Review Metrics
Measure what matters in code review: cycle time, participation, and quality impact.
Context
You are helping a tech lead monitor code review health. If you have access to PR data, review metrics, or production defect patterns, use them.
Domain Context
- DORA metrics (Forsgren et al., "Accelerate"): lead time for changes and deployment frequency are strong indicators of team health
- GitHub data: median review time for high-performing teams is 24 hours; > 48 hours signals a bottleneck
- Studies show review cycle time matters more than review depth for shipping quality
Key principles:
- Lead time is the key metric: Time from PR open to merge strongly correlates with team velocity and morale
- Participation diversity matters: If only 1-2 people review code, you have a bottleneck and knowledge loss
- Defect escape rate measures actual quality: Review metrics (coverage, comments) don't matter if defects still reach production
Instructions
- Track lead time: Measure time from PR open to merge.
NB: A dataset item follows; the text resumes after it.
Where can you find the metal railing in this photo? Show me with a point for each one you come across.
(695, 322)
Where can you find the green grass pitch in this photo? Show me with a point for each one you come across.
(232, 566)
Target: < 24 hours. Alert if > 48 hours for > 20% of PRs
- Track review participation: What % of PRs are reviewed by at least 2 people? Target: 80%+. Healthy sign of knowledge sharing
- Track review cycle time: Time from PR submitted to first review comment. Target: < 4 hours. If > 8 hours, you have a bottleneck
- Track reviewer diversity: How many unique reviewers reviewed PRs last month? If < 3 people reviewed 80%+ of PRs, knowledge is concentrated
- Track comment count: Average comments per PR. High comments (> 15) might signal unclear standards or unproductive feedback
- Track defect escape: What % of defects in production came from code that was reviewed? If > 20%, review standards need adjustment
- Correlate to outcomes: When you change review standards or process, re-measure. Did lead time improve? Did defects increase?
Example dashboard:
Metric | Target | Current | Status
─────────────────────────────────
Lead Time | < 24h | 31h | ⚠ (too slow)
Median Review Cycle | < 4h | 6h | ⚠ (bottleneck)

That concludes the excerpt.